En mission de trois semaines à Ndzuani, le directeur général de la Sonelec, Soilahoudine Moumini, a dressé un constat sans détour lors d’un entretien accordé à l’Ortc. Situation financière fragile, anomalies révélées par un audit interne, production insuffisante : le tableau présenté est préoccupant.
Mais un point a particulièrement marqué les esprits. Les habitants de Ndzuani paient leur électricité entre 20 et 30 % plus chère que dans les autres îles, une réalité que le directeur général a lui-même reconnu, non sans amertume.
Au cœur de sa mission, trois priorités ont été définies. La première concerne un investissement de plus de 300 millions de francs comoriens destiné à la révision des groupes électrogènes. L’objectif est clair : améliorer durablement la qualité de l’électricité fournie à la population.

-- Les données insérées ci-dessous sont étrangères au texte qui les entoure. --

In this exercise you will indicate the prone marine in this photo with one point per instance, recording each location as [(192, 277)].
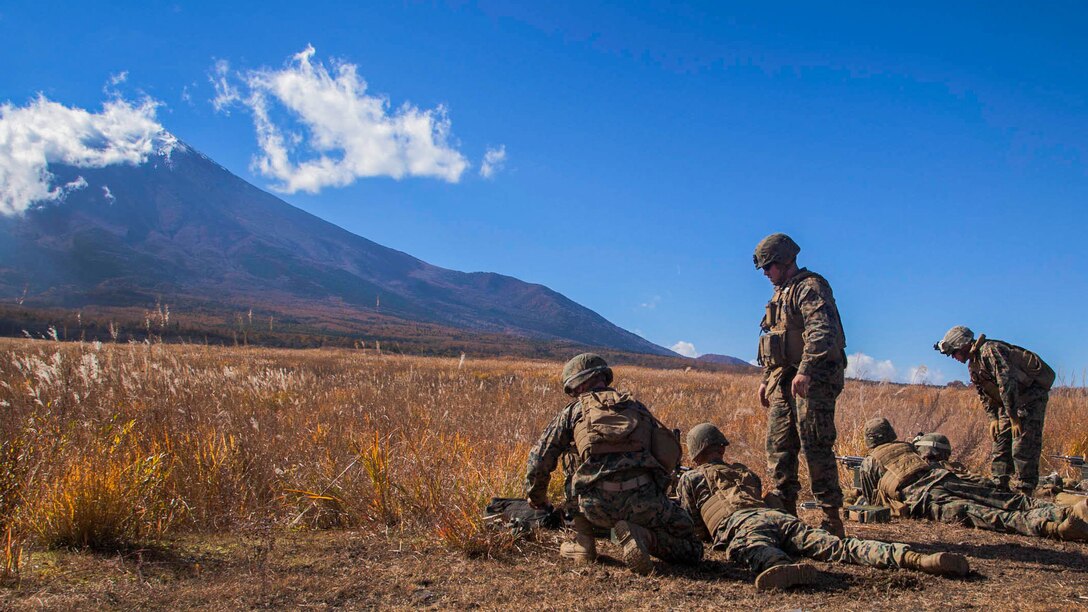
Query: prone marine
[(897, 476), (727, 502)]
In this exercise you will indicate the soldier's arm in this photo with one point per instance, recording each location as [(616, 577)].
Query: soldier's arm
[(870, 478), (989, 405), (689, 500), (820, 323), (753, 481), (997, 363), (545, 455)]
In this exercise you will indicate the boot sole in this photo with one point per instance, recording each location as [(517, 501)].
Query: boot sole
[(949, 564), (786, 576), (635, 555)]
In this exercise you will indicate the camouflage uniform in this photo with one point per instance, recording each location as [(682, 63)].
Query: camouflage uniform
[(761, 537), (804, 423), (645, 504), (1005, 389), (938, 494)]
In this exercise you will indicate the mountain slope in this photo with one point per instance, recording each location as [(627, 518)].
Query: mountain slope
[(184, 229)]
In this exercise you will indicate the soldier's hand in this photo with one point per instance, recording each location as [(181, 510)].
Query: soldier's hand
[(800, 387), (1017, 430)]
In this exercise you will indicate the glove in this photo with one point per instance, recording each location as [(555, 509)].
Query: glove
[(763, 395)]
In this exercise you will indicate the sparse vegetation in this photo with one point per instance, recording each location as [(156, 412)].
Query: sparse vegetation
[(112, 445)]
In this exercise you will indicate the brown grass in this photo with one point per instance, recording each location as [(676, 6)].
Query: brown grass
[(108, 445)]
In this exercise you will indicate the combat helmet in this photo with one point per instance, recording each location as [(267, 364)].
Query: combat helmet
[(581, 368), (776, 248), (704, 436), (934, 447), (879, 431), (954, 340)]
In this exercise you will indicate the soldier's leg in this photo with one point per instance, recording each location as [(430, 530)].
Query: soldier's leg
[(949, 509), (1028, 447), (816, 416), (817, 543), (986, 492), (1001, 454), (672, 528), (756, 543), (783, 442)]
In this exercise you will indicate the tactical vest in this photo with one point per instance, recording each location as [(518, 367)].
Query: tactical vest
[(728, 494), (782, 342), (902, 466), (612, 423), (1025, 367)]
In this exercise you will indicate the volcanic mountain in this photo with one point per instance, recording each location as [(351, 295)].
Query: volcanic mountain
[(181, 229)]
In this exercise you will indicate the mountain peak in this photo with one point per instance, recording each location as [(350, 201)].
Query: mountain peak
[(181, 227)]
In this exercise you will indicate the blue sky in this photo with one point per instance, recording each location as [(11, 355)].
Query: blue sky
[(930, 160)]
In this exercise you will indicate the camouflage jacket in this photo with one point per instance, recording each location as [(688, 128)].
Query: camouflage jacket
[(996, 378), (693, 492), (810, 295), (558, 439), (914, 496)]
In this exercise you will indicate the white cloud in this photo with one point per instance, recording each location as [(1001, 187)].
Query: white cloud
[(493, 161), (924, 375), (652, 303), (685, 349), (865, 367), (45, 132), (319, 127), (226, 94)]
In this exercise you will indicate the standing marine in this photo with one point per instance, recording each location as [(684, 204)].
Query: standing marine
[(1013, 384), (802, 351), (726, 501), (623, 460), (894, 475)]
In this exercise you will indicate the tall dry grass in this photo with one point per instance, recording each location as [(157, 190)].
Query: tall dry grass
[(101, 445)]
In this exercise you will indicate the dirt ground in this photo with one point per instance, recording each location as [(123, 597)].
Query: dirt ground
[(365, 570)]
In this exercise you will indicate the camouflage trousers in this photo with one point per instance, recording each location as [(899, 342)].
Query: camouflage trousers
[(763, 538), (795, 424), (984, 506), (675, 539), (1021, 454)]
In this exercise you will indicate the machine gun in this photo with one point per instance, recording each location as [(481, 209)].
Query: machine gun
[(854, 464), (1074, 461)]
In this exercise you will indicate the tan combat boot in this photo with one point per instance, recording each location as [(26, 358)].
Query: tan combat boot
[(1075, 526), (939, 564), (635, 541), (831, 523), (584, 547), (786, 576)]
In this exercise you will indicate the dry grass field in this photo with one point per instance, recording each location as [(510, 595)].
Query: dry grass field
[(165, 475)]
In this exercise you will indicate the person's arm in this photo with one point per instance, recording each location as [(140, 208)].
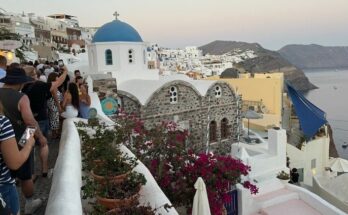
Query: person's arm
[(29, 120), (60, 79), (88, 100), (56, 100), (12, 156)]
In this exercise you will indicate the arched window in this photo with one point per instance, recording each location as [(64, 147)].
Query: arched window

Le deuxième axe porte sur les écarts tarifaires et les pratiques commerciales. « Nous avons relevé des différences au niveau des devis et des pratiques. Globalement, les tarifs sont entre 20 et 30 % plus élevés à Ndzuani », a-t-il expliqué. Une situation qui alimente un sentiment d’injustice chez les usagers de l’île, contraints de payer davantage pour un service pourtant fragile.
Enfin, la direction souhaite intégrer pleinement le personnel de Ndzuani dans un système national unifié, afin d’harmoniser les pratiques et renforcer la cohérence de gestion.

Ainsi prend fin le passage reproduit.